The official breed name is Caucasian Ovcharka, commonly known as the Caucasian Shepard Dog. Originating from the Caucasus Mountains in Russia, these sizable dogs are members of the Molosser breed and historically have been used for centuries to protect properties, guard livestock — and yes, hunt bears!

However the term “used to hunt bears” is somewhat misleading, as they are more capable of herding the bear instead of attacking or fighting it. Since they’re size is intimidating, the bear sees them as a threat and will back down allowing for the accompanying humans to be protected.

The Caucasian has an elaborate history that goes well beyond its pastoral origins. Realizing the versatility of the breed, the Soviet Army enlisted the Caucasian as a service dog, and it was used as a security guard during both war and peace times. Breeding and promotion of the breed for military and industrial use became the responsibility of the famed "Red Star Kennels" where many modern dogs had their origin.
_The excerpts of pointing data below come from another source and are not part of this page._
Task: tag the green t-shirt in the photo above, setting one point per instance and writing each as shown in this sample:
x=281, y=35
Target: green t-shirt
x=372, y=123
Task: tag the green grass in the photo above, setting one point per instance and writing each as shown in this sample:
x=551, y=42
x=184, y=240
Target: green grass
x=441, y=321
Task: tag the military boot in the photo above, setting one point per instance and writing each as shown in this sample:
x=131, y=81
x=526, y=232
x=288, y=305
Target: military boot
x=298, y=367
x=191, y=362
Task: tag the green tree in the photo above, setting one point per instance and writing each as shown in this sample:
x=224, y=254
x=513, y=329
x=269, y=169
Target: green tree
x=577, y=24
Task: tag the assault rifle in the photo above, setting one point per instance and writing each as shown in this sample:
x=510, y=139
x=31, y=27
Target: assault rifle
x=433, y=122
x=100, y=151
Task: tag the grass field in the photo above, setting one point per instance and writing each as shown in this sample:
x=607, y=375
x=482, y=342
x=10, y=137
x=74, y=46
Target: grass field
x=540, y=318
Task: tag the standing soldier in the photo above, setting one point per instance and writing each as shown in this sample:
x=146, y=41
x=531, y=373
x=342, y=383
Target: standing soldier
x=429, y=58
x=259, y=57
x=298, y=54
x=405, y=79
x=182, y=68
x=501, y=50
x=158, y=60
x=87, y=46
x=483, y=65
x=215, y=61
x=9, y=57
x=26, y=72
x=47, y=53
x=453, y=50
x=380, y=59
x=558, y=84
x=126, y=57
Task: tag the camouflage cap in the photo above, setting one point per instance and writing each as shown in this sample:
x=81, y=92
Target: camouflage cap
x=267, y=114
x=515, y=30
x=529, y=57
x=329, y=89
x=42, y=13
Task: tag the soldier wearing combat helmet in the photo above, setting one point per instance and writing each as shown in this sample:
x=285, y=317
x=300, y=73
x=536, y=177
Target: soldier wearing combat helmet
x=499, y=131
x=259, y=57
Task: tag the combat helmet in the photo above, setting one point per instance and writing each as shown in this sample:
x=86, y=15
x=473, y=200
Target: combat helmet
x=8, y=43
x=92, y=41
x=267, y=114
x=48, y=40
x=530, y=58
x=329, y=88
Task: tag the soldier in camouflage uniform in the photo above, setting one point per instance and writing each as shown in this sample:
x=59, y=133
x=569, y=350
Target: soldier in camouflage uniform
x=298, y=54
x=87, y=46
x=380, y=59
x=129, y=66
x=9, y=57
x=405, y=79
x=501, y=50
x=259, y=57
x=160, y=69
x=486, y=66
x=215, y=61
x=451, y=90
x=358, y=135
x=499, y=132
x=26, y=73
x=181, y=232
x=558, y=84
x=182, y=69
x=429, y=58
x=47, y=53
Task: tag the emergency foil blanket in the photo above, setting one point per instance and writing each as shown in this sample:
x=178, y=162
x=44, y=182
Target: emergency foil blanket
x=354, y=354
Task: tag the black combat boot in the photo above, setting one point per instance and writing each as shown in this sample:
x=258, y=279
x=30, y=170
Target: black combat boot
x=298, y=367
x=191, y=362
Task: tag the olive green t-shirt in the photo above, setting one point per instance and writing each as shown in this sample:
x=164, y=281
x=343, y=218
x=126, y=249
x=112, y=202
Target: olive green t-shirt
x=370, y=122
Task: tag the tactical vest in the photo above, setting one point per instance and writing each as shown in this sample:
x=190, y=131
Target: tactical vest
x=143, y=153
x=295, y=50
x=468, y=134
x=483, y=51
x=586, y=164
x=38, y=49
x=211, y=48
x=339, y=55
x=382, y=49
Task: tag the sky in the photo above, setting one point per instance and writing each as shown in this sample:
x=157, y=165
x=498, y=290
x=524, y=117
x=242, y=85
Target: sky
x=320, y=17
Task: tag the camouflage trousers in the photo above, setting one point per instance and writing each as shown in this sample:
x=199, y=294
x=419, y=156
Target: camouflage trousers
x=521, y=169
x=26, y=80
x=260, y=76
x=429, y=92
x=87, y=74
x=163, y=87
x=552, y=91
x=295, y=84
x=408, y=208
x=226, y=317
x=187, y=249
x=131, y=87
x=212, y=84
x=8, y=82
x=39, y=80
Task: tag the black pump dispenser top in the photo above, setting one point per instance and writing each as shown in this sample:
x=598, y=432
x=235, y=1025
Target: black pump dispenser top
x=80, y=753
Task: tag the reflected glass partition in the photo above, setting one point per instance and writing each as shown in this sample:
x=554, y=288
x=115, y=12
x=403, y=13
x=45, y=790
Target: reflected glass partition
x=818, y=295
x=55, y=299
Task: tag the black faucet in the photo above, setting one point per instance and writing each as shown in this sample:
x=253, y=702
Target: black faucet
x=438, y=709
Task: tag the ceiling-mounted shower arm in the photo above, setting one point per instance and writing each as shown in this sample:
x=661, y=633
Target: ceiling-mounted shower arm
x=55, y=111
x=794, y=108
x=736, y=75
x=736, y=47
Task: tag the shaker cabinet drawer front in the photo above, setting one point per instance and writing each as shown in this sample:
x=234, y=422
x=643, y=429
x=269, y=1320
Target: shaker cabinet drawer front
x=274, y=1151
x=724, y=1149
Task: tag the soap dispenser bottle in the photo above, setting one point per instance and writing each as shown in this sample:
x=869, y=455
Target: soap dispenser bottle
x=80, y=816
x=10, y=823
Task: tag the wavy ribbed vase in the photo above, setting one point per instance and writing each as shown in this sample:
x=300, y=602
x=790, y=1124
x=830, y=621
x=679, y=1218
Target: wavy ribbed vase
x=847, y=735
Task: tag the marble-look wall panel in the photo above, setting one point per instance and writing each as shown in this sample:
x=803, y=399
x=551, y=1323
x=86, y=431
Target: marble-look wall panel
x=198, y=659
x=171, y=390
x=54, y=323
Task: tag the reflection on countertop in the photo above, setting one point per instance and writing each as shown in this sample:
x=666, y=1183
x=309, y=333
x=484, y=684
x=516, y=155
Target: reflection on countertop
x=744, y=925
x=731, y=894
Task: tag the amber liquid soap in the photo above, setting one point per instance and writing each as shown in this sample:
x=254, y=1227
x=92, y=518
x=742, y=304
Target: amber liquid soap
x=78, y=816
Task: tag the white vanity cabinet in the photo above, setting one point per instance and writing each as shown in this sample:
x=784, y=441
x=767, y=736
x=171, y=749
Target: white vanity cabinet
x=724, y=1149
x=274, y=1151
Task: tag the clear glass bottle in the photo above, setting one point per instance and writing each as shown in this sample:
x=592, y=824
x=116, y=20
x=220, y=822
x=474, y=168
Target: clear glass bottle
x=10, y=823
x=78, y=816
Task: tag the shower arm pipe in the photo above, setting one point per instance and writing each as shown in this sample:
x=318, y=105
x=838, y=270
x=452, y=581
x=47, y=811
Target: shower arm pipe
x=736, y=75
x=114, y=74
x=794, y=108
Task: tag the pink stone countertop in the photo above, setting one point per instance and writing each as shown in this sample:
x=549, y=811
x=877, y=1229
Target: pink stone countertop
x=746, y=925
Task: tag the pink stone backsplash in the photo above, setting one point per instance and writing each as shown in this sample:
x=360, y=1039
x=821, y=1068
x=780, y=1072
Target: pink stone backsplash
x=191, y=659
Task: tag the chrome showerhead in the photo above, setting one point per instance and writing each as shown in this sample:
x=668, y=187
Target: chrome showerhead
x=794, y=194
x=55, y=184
The Caucasian Ovcharka  — who looks like a bear itself — is a powerful, athletic dog, strongly muscular, and heavily boned in proportion to height. Weighing over 200lbs and standing 6 feet or taller, the head is larger than you'll find on any other dog - where it is wedge-shaped, tapering slightly to a blunt muzzle with high-set of hanging ears (which may be cropped), and deep-set, oval-shaped eyes.

The thick tail hangs down to the hock but may be carried above the back as a sickle-shaped hook or ring when the dog is excited or moving. Three coat lengths are accepted, all double-coated and thick. Coat colors include shades of gray, fawn, and reddish, with white markings and often a dark facial mask.

Having emigrated to the United States a while back, many breeders warn that they are not an easy dog to maintain in urban or suburban households. Since they have a natural guardian instinct, they are better suited for rural environs where they can ward off wolves or coyotes from menacing crops and livestock.

Should you be interested in acquiring a Caucasian Ovcharka, the American Kennel Club is a good place to start. Contact information is available for a majority of breeds, but the AKC does not recommend one club over another - and pricing can range from $1000USD on up.

It's perhaps a sign of the times that the breed is now becoming more popular domestically to protect property from thieves and in prisons to deter the inmates.

Some breeders suggest that this canine should not be considered for first-time owners. It’s more for experienced dog owners who can dedicate a lot of quality time to train and socialize this majestic creature. Like their masters, these dogs are happiest when they have a jobs to carry out. Their instincts are such where they are naturally born to guard and protect.

If you are the type of master who has an abundance of patience and can invest the time and energy into training, you can expect unfaltering loyalty and total devotion from your Caucasian Shepherd Dog. If not, you may be challenged by having a very aggressive oversized pooch who lacks the social skills to be nice to your neighbors, visitors or even fellow family members.